GTM providers generally invest significant resources in constantly updating trade regulations around the world, referred to as “trade content,” or use third-party providers that supply that information.
“We welcome the possibility to have all customs house brokerage documents uploaded on the internet platform [quick plus easy handling],” Robert Weber, a logistics director at the German industrial shipper Neenah Gessner, said in a statement. “[It] would be good to have one invoice handling in the future, but [it is] okay for now.”
Maersk said its goal is to offer the online customs documentation platform worldwide by the end of 2019.
The platform’s launch follows the first-ever use of a cross-border electronic consignment note called e-CMR, the digital version of the United Nations Convention on the Carriage of Goods. e-CMR was launched by TransFollow, a Dutch initiative of Evofenedex and Transport Logistics Nederland.

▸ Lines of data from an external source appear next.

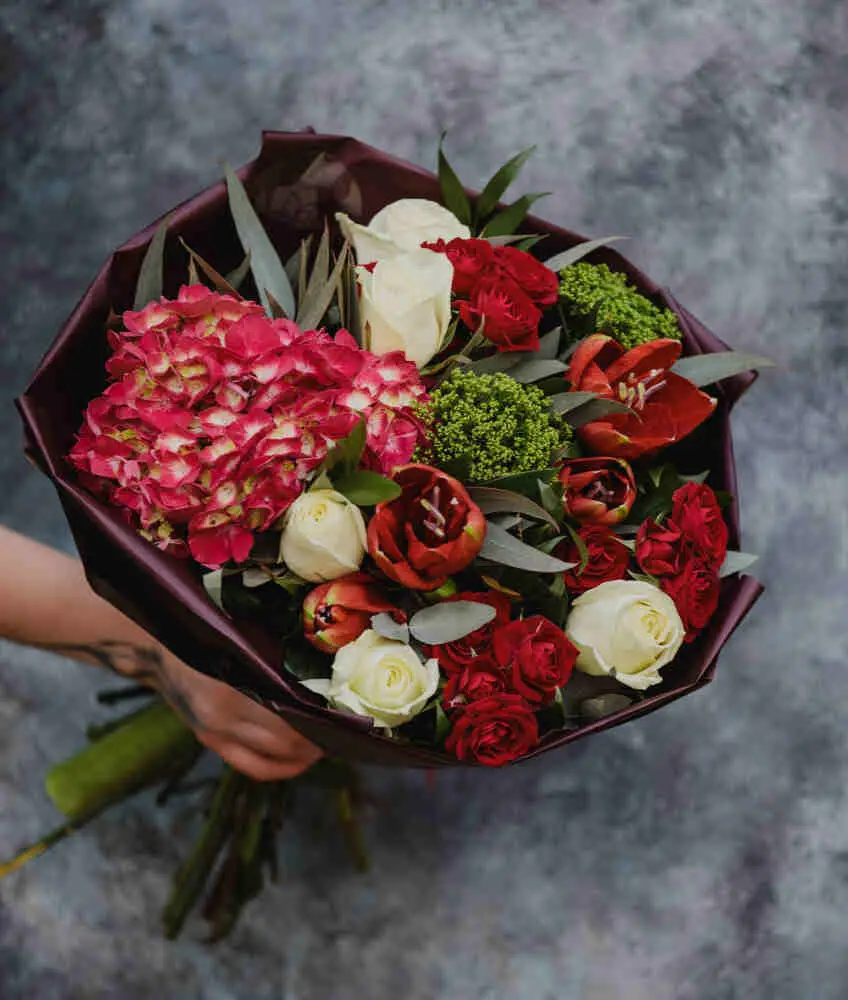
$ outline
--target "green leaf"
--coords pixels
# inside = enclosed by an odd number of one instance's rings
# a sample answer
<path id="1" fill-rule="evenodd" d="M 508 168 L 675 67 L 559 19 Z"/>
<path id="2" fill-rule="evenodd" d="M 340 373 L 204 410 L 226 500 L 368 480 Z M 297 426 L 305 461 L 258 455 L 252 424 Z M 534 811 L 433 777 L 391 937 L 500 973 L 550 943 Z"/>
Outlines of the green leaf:
<path id="1" fill-rule="evenodd" d="M 559 484 L 557 484 L 559 486 Z M 551 483 L 547 483 L 542 479 L 536 480 L 536 486 L 539 490 L 539 500 L 542 502 L 542 506 L 545 510 L 554 518 L 562 516 L 562 488 L 554 489 Z M 559 522 L 554 520 L 554 527 L 559 528 Z"/>
<path id="2" fill-rule="evenodd" d="M 283 663 L 299 681 L 325 678 L 330 674 L 330 657 L 296 636 L 286 641 Z"/>
<path id="3" fill-rule="evenodd" d="M 387 611 L 371 616 L 371 628 L 385 639 L 409 642 L 409 626 L 406 622 L 396 622 Z"/>
<path id="4" fill-rule="evenodd" d="M 515 244 L 516 250 L 523 250 L 525 253 L 530 253 L 537 243 L 541 243 L 542 240 L 546 240 L 547 234 L 543 233 L 541 236 L 525 236 L 523 240 L 519 240 Z"/>
<path id="5" fill-rule="evenodd" d="M 515 368 L 511 368 L 509 375 L 516 382 L 527 384 L 538 382 L 539 379 L 548 378 L 550 375 L 560 375 L 564 371 L 565 365 L 561 361 L 532 358 L 530 361 L 522 361 Z"/>
<path id="6" fill-rule="evenodd" d="M 348 253 L 349 247 L 347 243 L 345 243 L 330 277 L 327 278 L 323 285 L 318 286 L 314 293 L 310 280 L 310 286 L 307 287 L 306 290 L 306 298 L 302 311 L 298 312 L 297 322 L 298 326 L 302 330 L 313 330 L 320 324 L 324 313 L 330 307 L 330 303 L 332 302 L 339 282 L 342 279 L 342 272 L 348 262 Z"/>
<path id="7" fill-rule="evenodd" d="M 442 189 L 442 199 L 448 211 L 453 212 L 460 222 L 470 226 L 471 202 L 468 200 L 462 181 L 454 173 L 454 169 L 448 163 L 448 158 L 442 149 L 446 134 L 443 132 L 441 139 L 439 139 L 439 185 Z"/>
<path id="8" fill-rule="evenodd" d="M 196 250 L 192 250 L 182 236 L 180 237 L 180 243 L 189 255 L 191 263 L 194 264 L 195 267 L 200 268 L 217 292 L 220 292 L 222 295 L 232 295 L 234 299 L 240 299 L 242 297 L 222 274 L 216 271 L 207 260 L 204 260 Z"/>
<path id="9" fill-rule="evenodd" d="M 535 354 L 540 361 L 553 361 L 557 352 L 559 351 L 559 340 L 562 336 L 562 327 L 555 326 L 553 330 L 548 330 L 548 332 L 539 338 L 539 350 L 538 351 L 522 351 L 520 353 L 524 354 Z"/>
<path id="10" fill-rule="evenodd" d="M 557 469 L 529 469 L 527 472 L 513 472 L 508 476 L 498 476 L 496 479 L 488 479 L 480 486 L 488 486 L 500 490 L 514 490 L 516 493 L 523 493 L 525 496 L 536 494 L 536 482 L 539 479 L 545 482 L 553 482 L 557 476 Z"/>
<path id="11" fill-rule="evenodd" d="M 576 409 L 569 410 L 564 416 L 566 423 L 571 424 L 572 427 L 582 427 L 584 424 L 590 424 L 593 420 L 601 420 L 612 413 L 633 414 L 635 410 L 631 410 L 629 406 L 619 403 L 616 399 L 599 397 L 598 399 L 590 399 Z"/>
<path id="12" fill-rule="evenodd" d="M 599 694 L 580 702 L 580 714 L 587 719 L 604 719 L 614 712 L 621 712 L 633 704 L 626 694 Z"/>
<path id="13" fill-rule="evenodd" d="M 750 552 L 728 551 L 721 564 L 719 576 L 730 576 L 731 573 L 743 573 L 749 566 L 753 565 L 760 557 L 751 555 Z"/>
<path id="14" fill-rule="evenodd" d="M 444 743 L 451 731 L 451 722 L 440 704 L 436 704 L 436 731 L 433 736 L 437 744 Z"/>
<path id="15" fill-rule="evenodd" d="M 246 253 L 244 255 L 244 260 L 239 264 L 238 267 L 234 268 L 228 275 L 225 276 L 225 281 L 227 284 L 231 285 L 236 291 L 244 283 L 244 279 L 247 277 L 250 271 L 250 254 Z"/>
<path id="16" fill-rule="evenodd" d="M 373 507 L 378 503 L 395 500 L 402 492 L 393 479 L 365 469 L 349 472 L 337 479 L 335 488 L 357 507 Z"/>
<path id="17" fill-rule="evenodd" d="M 155 302 L 162 297 L 162 271 L 165 260 L 165 237 L 168 235 L 168 224 L 171 216 L 167 215 L 159 223 L 156 232 L 144 254 L 138 281 L 135 286 L 133 309 L 138 312 L 149 302 Z"/>
<path id="18" fill-rule="evenodd" d="M 514 566 L 530 573 L 564 573 L 575 565 L 546 555 L 532 545 L 526 545 L 491 521 L 488 522 L 486 538 L 479 554 L 491 562 Z"/>
<path id="19" fill-rule="evenodd" d="M 305 261 L 306 258 L 304 258 L 304 265 Z M 325 223 L 324 232 L 321 234 L 321 239 L 318 243 L 318 249 L 315 251 L 315 260 L 312 263 L 312 270 L 309 272 L 309 277 L 306 280 L 305 286 L 301 285 L 298 289 L 297 315 L 295 316 L 295 322 L 303 330 L 309 329 L 308 326 L 304 325 L 303 315 L 307 312 L 307 310 L 310 312 L 313 310 L 313 303 L 317 300 L 318 293 L 323 289 L 324 285 L 327 284 L 329 273 L 330 229 Z"/>
<path id="20" fill-rule="evenodd" d="M 470 632 L 487 625 L 495 609 L 477 601 L 443 601 L 416 611 L 409 620 L 409 631 L 419 642 L 439 646 L 456 642 Z"/>
<path id="21" fill-rule="evenodd" d="M 545 267 L 549 267 L 552 271 L 559 273 L 564 267 L 576 264 L 578 260 L 582 260 L 593 250 L 605 247 L 608 243 L 614 243 L 616 240 L 626 239 L 628 239 L 627 236 L 602 236 L 597 240 L 586 240 L 585 243 L 578 243 L 575 247 L 569 247 L 568 250 L 563 250 L 562 253 L 549 257 L 545 261 Z"/>
<path id="22" fill-rule="evenodd" d="M 558 392 L 553 396 L 548 396 L 548 405 L 554 413 L 568 413 L 593 399 L 600 398 L 594 392 Z"/>
<path id="23" fill-rule="evenodd" d="M 759 354 L 745 354 L 743 351 L 716 351 L 714 354 L 697 354 L 681 358 L 672 371 L 688 378 L 695 385 L 712 385 L 731 375 L 751 371 L 754 368 L 774 368 L 774 362 Z"/>
<path id="24" fill-rule="evenodd" d="M 550 489 L 546 483 L 541 485 Z M 499 490 L 491 486 L 470 486 L 468 493 L 484 514 L 526 514 L 527 517 L 535 518 L 537 521 L 546 521 L 552 527 L 557 527 L 556 520 L 544 507 L 540 507 L 539 504 L 522 493 Z"/>
<path id="25" fill-rule="evenodd" d="M 346 438 L 333 445 L 321 464 L 321 472 L 332 472 L 339 465 L 345 475 L 355 472 L 365 450 L 365 438 L 365 421 L 360 420 Z"/>
<path id="26" fill-rule="evenodd" d="M 322 470 L 318 473 L 315 479 L 309 484 L 310 490 L 334 490 L 333 480 L 327 475 L 326 471 Z"/>
<path id="27" fill-rule="evenodd" d="M 530 146 L 522 150 L 517 156 L 513 156 L 487 182 L 480 197 L 477 199 L 476 208 L 479 220 L 487 219 L 492 214 L 498 202 L 503 197 L 504 192 L 518 176 L 521 168 L 533 155 L 535 149 L 535 146 Z"/>
<path id="28" fill-rule="evenodd" d="M 250 269 L 265 311 L 272 315 L 271 297 L 280 304 L 287 316 L 294 316 L 294 292 L 285 268 L 274 249 L 259 216 L 256 214 L 244 185 L 228 164 L 224 166 L 230 212 L 245 253 L 250 254 Z"/>
<path id="29" fill-rule="evenodd" d="M 523 247 L 520 246 L 521 243 L 528 240 L 543 240 L 545 238 L 546 234 L 544 233 L 541 236 L 538 234 L 531 236 L 528 233 L 506 233 L 503 236 L 479 237 L 479 239 L 486 240 L 486 242 L 491 243 L 493 247 L 508 247 L 510 244 L 515 244 L 515 247 L 519 250 L 523 249 Z"/>
<path id="30" fill-rule="evenodd" d="M 572 542 L 577 549 L 577 554 L 580 556 L 580 565 L 577 567 L 577 573 L 580 574 L 586 569 L 586 563 L 589 561 L 589 549 L 586 547 L 586 543 L 580 537 L 578 532 L 566 522 L 565 530 L 571 537 Z"/>
<path id="31" fill-rule="evenodd" d="M 222 611 L 224 610 L 224 599 L 222 597 L 222 592 L 224 589 L 224 572 L 220 569 L 213 569 L 211 573 L 204 573 L 201 577 L 203 581 L 203 589 L 206 591 L 209 599 L 213 604 L 217 605 Z"/>
<path id="32" fill-rule="evenodd" d="M 486 223 L 486 228 L 483 230 L 484 235 L 506 236 L 509 233 L 514 233 L 521 223 L 524 222 L 532 205 L 540 198 L 547 197 L 550 193 L 550 191 L 542 191 L 539 194 L 522 195 L 517 201 L 508 205 L 502 212 L 498 212 L 493 219 Z"/>

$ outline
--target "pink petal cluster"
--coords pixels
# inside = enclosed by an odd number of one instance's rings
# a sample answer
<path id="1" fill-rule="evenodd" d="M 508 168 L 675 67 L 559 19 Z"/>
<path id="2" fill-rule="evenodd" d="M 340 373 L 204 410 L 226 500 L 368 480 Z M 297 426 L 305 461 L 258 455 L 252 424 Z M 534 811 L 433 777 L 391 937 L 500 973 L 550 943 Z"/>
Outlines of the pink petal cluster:
<path id="1" fill-rule="evenodd" d="M 401 352 L 299 330 L 255 302 L 184 286 L 110 333 L 110 384 L 71 462 L 158 547 L 205 566 L 244 561 L 334 442 L 365 420 L 363 464 L 384 474 L 423 438 L 426 390 Z"/>

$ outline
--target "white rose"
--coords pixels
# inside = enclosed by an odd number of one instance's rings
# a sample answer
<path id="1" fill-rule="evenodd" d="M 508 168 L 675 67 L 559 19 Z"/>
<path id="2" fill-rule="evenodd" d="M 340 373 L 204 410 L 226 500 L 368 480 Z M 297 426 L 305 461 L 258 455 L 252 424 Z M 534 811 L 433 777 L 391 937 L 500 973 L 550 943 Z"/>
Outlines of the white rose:
<path id="1" fill-rule="evenodd" d="M 311 490 L 286 511 L 280 559 L 292 573 L 319 583 L 353 573 L 365 558 L 360 509 L 335 490 Z"/>
<path id="2" fill-rule="evenodd" d="M 453 264 L 447 256 L 411 250 L 356 271 L 363 347 L 374 354 L 403 351 L 419 368 L 427 364 L 451 322 Z"/>
<path id="3" fill-rule="evenodd" d="M 422 663 L 411 646 L 368 629 L 336 653 L 330 680 L 304 683 L 334 708 L 392 729 L 418 715 L 436 693 L 439 663 Z"/>
<path id="4" fill-rule="evenodd" d="M 565 623 L 565 634 L 580 650 L 579 670 L 614 677 L 637 691 L 660 683 L 660 668 L 674 658 L 685 631 L 668 594 L 639 580 L 611 580 L 587 590 Z"/>
<path id="5" fill-rule="evenodd" d="M 408 250 L 418 250 L 422 243 L 459 237 L 467 240 L 471 230 L 446 208 L 426 198 L 401 198 L 381 209 L 367 226 L 337 212 L 342 234 L 356 253 L 360 264 L 395 257 Z"/>

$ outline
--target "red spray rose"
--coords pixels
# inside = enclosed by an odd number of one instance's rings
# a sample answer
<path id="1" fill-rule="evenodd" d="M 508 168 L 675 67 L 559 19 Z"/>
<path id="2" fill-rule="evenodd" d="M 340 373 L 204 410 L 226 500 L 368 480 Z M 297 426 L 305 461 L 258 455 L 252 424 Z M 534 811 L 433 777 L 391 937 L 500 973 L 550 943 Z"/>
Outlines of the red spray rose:
<path id="1" fill-rule="evenodd" d="M 625 352 L 600 333 L 581 342 L 566 372 L 571 389 L 636 411 L 581 427 L 577 433 L 587 448 L 598 455 L 639 458 L 680 441 L 712 414 L 716 400 L 670 370 L 680 351 L 676 340 L 660 339 Z"/>
<path id="2" fill-rule="evenodd" d="M 563 540 L 555 550 L 557 559 L 577 563 L 562 574 L 565 586 L 572 594 L 582 594 L 598 584 L 621 580 L 627 575 L 630 550 L 614 532 L 603 524 L 586 524 L 577 534 L 589 553 L 582 572 L 580 550 L 573 539 Z"/>
<path id="3" fill-rule="evenodd" d="M 442 692 L 442 707 L 446 712 L 454 712 L 472 701 L 507 691 L 509 678 L 502 670 L 491 663 L 472 663 L 448 679 Z"/>
<path id="4" fill-rule="evenodd" d="M 498 666 L 512 678 L 513 690 L 535 705 L 550 701 L 566 683 L 578 654 L 563 630 L 542 615 L 503 625 L 492 645 Z"/>
<path id="5" fill-rule="evenodd" d="M 660 586 L 674 601 L 686 626 L 685 642 L 691 642 L 718 607 L 719 576 L 716 566 L 690 558 L 676 576 L 667 576 Z"/>
<path id="6" fill-rule="evenodd" d="M 650 576 L 674 576 L 684 562 L 683 536 L 673 518 L 643 521 L 636 534 L 636 561 Z"/>
<path id="7" fill-rule="evenodd" d="M 349 573 L 311 590 L 303 602 L 303 634 L 322 653 L 335 653 L 371 627 L 371 616 L 386 611 L 396 622 L 403 611 L 388 600 L 367 573 Z"/>
<path id="8" fill-rule="evenodd" d="M 623 458 L 573 458 L 559 481 L 566 514 L 582 524 L 618 524 L 636 499 L 633 470 Z"/>
<path id="9" fill-rule="evenodd" d="M 488 604 L 495 609 L 495 617 L 485 625 L 461 639 L 446 642 L 440 646 L 428 646 L 427 655 L 435 656 L 439 666 L 446 674 L 457 674 L 468 666 L 492 666 L 492 636 L 496 629 L 509 621 L 510 601 L 506 594 L 496 590 L 482 593 L 467 591 L 448 597 L 443 604 L 450 601 L 475 601 L 477 604 Z"/>
<path id="10" fill-rule="evenodd" d="M 471 301 L 460 303 L 459 317 L 469 330 L 477 330 L 483 323 L 483 336 L 502 351 L 539 349 L 542 313 L 510 278 L 500 275 L 483 278 Z"/>
<path id="11" fill-rule="evenodd" d="M 480 551 L 486 518 L 459 480 L 429 465 L 404 466 L 394 480 L 402 493 L 377 505 L 368 551 L 389 579 L 434 590 Z"/>
<path id="12" fill-rule="evenodd" d="M 517 694 L 496 694 L 457 713 L 445 749 L 460 760 L 500 767 L 538 742 L 539 726 L 527 702 Z"/>
<path id="13" fill-rule="evenodd" d="M 696 557 L 721 566 L 727 554 L 727 525 L 716 495 L 704 483 L 675 490 L 671 517 Z"/>
<path id="14" fill-rule="evenodd" d="M 507 274 L 537 306 L 552 306 L 559 297 L 559 278 L 544 264 L 516 247 L 498 247 L 495 260 L 499 270 Z"/>
<path id="15" fill-rule="evenodd" d="M 488 240 L 463 240 L 460 237 L 445 243 L 425 243 L 428 250 L 445 254 L 453 264 L 453 294 L 468 299 L 478 282 L 491 271 L 495 263 L 495 248 Z"/>

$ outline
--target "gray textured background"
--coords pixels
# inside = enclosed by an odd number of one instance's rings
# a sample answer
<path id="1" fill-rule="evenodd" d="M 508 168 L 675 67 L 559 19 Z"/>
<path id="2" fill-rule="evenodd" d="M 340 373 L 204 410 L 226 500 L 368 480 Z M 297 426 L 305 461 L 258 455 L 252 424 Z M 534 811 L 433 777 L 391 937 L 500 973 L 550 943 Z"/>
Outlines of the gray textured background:
<path id="1" fill-rule="evenodd" d="M 373 875 L 304 827 L 231 943 L 166 945 L 178 810 L 123 808 L 0 885 L 4 1000 L 848 995 L 848 7 L 842 0 L 0 3 L 0 520 L 69 546 L 12 395 L 108 252 L 314 124 L 542 214 L 782 366 L 735 412 L 768 590 L 716 683 L 495 774 L 378 772 Z M 47 828 L 94 672 L 0 645 L 0 856 Z M 313 819 L 320 819 L 315 813 Z"/>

The e-CMR shipment was handled in February and March involving three road haulage companies: JC FIOLET Transports in France, International Road Ferry in the Netherlands, and Brian Yeardley Continental in the UK. The project was supervised by France’s La Federation Nationale Des Transports Routiers (FNTR), the UK’s Freight Transport Association (FTA), and the UK Department for Transport. The next step is for the UK to evaluate the e-CMR protocol and ratify it with the UN for a possible extension across Europe by the end of 2019.
Similar to an ocean bill of lading or air waybill, the paper-based CMR consignment note is an official document and contract between consignor, carrier, and addressee. It provides a paper trail of the logistics movement of the cargo and is normally the sole document that the drivers of the trucks have in relation to the load they carry.
With the electronic version, the International Road Transport Union (IRU), which supports the e-CMR, said shippers or transport operators would be able to electronically input, store, and exchange logistics data in real time.
In a statement, the IRU said the timely recording and exchange of logistics data meant that users would instantly receive information on the goods being transported, so any required subsequent actions, such as initiating legal processes, invoicing, or even accident response procedures would happen faster and at a lower cost.
John Lucy, manager of international transport and trade procedures at the UK logistics group FTA, said the digitalization of paper-based documents was crucial for trade between the UK and Europe. Without a formal deal in place to keep the UK in the European customs union following its departure from the EU, all trade between the two would immediately become subject to customs clearance procedures.
“The anticipated increase in EU customs documentation requirements post-Brexit will accelerate this digital development; we are already seeing EU trials of e-TIR and e-ATA carnets to enable future frictionless cross border travel for freight,” he said. “Underpinning this development will be the requirement for an electronic, internationally accepted consignment note; the e-CMR will be at the core of this process.”